We’re tackling smart mobility challenges.

Last week marked the second meetup in the 4-series, Smart Cities Collaborative conference (hosted by Transportation for America), a collaborative program bringing cities together to:

  • Explore how emerging technologies and new mobility options can improve urban transportation.
  • Tackle the tough challenges associated with implementing smart mobility policies and projects.


Our 3 takeaways.

The  New mobility experts from 22 cities in North America (? Toronto, Austin, and Miami!) descended on Seattle last week to learn, share, and geek out about the future of transportation. As a result, the City of Seattle participants, spanning multiple departments and specialties from parking to traffic engineering, pulled together a list of the three highlights and takeaways from the Seattle session.

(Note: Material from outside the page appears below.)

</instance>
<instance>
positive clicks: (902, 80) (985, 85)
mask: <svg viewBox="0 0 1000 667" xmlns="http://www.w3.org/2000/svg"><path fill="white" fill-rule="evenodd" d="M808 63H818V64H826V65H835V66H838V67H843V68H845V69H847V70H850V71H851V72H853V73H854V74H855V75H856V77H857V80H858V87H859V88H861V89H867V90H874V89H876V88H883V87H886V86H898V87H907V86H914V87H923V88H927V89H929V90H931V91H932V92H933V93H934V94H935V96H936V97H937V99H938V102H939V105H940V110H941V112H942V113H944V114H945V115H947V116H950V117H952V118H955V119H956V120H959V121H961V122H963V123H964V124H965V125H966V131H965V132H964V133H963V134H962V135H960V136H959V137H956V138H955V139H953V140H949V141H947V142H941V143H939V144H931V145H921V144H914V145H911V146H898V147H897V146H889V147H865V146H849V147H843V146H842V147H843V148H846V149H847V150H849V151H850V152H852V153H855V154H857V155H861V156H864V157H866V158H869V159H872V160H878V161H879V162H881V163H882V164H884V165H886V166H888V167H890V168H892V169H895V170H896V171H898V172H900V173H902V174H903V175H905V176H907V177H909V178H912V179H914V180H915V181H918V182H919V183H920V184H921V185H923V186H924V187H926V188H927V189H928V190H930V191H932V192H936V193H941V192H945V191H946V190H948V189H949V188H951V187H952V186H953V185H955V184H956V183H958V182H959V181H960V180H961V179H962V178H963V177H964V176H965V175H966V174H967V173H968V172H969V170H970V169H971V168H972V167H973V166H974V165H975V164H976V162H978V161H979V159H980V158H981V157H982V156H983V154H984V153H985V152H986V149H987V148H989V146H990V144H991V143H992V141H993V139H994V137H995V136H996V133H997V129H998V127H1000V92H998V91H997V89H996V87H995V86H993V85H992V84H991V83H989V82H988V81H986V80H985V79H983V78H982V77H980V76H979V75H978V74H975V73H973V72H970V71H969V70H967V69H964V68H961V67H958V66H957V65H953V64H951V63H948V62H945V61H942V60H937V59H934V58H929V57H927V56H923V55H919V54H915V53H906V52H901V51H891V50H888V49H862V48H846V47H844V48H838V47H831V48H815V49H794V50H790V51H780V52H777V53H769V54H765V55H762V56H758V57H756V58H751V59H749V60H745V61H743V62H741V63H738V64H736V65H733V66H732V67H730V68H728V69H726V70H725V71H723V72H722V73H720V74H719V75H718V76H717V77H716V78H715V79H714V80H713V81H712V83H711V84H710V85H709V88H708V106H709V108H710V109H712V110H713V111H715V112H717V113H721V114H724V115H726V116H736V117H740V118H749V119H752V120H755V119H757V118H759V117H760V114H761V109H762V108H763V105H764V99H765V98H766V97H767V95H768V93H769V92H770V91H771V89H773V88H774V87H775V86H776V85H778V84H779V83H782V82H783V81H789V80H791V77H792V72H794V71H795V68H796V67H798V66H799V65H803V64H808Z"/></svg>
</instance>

→ Data is important and should be treated as a critical asset.

Much of the first day centered around the importance of measuring, analyzing, and prioritizing data within our respective organizations. Benjamin de la Peña, SDOT’s newly appointed Chief of Strategy and Innovation, presented on the importance of prioritizing information and data throughout the planning process from original design, to post-evaluation and creating an agency culture that embraces data-driven decisions.


→ United we stand, divided we fall.

Over a range of different topic areas, from equity in street design to data standards for new mobility management, cities discussed the importance of aligning on a shared set of values and standards to aid in the new world of transportation service delivery. Participants talked openly about the need to align on a minimum set of data sharing standards across the country in order to present a united front to private entities, allow for easier compliance across different regions, and facilitate data sharing and comparative analysis more easily across different cities. Similarly, if many cities are united in their approach to grounding projects and pilot design for equitable and accessible outcomes, private companies can scale products and services that align with the mission and vision of these entities.

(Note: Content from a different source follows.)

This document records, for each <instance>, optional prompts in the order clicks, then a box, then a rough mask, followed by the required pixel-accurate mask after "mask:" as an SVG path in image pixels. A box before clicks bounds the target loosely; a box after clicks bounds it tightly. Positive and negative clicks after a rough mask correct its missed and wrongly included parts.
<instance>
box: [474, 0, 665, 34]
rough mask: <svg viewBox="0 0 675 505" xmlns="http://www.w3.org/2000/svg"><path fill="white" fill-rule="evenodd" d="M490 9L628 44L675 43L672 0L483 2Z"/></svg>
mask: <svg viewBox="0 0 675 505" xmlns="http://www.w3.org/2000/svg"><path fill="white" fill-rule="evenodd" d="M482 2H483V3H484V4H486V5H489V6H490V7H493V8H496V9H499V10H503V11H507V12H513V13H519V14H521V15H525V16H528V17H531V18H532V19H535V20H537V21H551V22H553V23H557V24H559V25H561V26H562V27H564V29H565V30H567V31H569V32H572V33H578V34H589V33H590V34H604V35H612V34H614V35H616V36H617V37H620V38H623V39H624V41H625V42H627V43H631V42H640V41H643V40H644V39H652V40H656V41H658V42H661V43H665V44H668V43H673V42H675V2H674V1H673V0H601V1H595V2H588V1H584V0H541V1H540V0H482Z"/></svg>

→ Passionate, mission-driven transportation leaders can usher in the changing transportation landscape.

While the speakers, workshops, and sessions were interesting and insightful, the highlight of this particular conference was the ability to connect in-person with colleagues scattered across North America working through similar topics and issues. Not only is the group well-rounded, smart, and dedicated to public service, but they’re passionate and interesting individuals who are fun to be around! Some of the most memorable moments were heated debates during lunch, side conversations about lessons learned from pilots, and commiserating about shared public sector challenges.


We’re looking forward to visiting Pittsburgh in September to focus on curb management strategies and seeing old and new friends alike!